La situación de María del Carmen la comparten en menor o mayor medida los casi cinco millones de habitantes de esta calurosa ciudad azotada por una intensa sequía que casi ha vaciado las tres presas de Nuevo León, cuya capital es Monterrey. Pobladores han organizado protestas e incluso bloqueado avenidas principales en demanda del líquido.

La crisis que vive Monterrey deriva de una sequía que se ha prolongado por casi seis años, temperaturas cada vez más elevadas, mala planeación de las autoridades y uso excesivo de agua entre la población, de acuerdo con expertos y funcionarios.

La situación obligó al gobierno estatal a declarar un estado de emergencia en febrero y a implementar duras medidas como la reducción en el suministro de agua a sólo siete horas del día, de 4 a 11 horas.

Sin embargo, pese a las promesas del gobierno, habitantes de distintas zonas de la ciudad han denunciado falta total de agua por periodos extendidos, incluso por un mes.

Esta situación los ha obligado a recurrir a una frenética compra de tinacos (depósitos plásticos), agua embotellada y camiones cisternas que en ocasiones son ofrecidas por las autoridades de manera gratuita.

Algunos gobiernos de los municipios metropolitanos han instalado tinacos de grandes capacidades en plazas públicas para ofrecer agua de forma limitada.

Pero la crisis se ha agravado a tal nivel que el gobernador, Samuel García, pidió recientemente a la población “encender veladoras” para que llueva.
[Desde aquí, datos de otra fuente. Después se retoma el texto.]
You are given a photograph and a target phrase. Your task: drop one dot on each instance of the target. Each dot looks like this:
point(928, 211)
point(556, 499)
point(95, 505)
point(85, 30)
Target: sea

Juan Ignacio Barragán, director de Agua y Drenaje de Monterrey —la agencia encargada del suministro de agua para consumo urbano en la ciudad— dijo que las cada vez más elevadas temperaturas en la región y la escasez de lluvias han profundizado la crisis.

“Es una situación que nos obliga a tener que racionar el agua para tener una distribución equitativa en toda la ciudad”, dijo a la AP.

Las presas El Cuchillo, Cerro Prieto y La Boca registran un almacenamiento históricamente bajo con 45%, 2% y 8%, respectivamente, de acuerdo con cifras oficiales. Barragán dijo en una conferencia el 15 de junio que el agua almacenada en Cerro Prieto y La Boca solo alcanzaba para unos cuantos días más de abasto.

“Estamos a la espera de precipitaciones, lamentablemente este año ha sido muy seco”, dijo en entrevista.

El funcionario, que asumió el cargo hace poco más de ocho meses, dijo que además de la falta de lluvias las autoridades de la anterior administración —que gobernó el estado del 2015 al 2021— permitieron un manejo desordenado de las presas.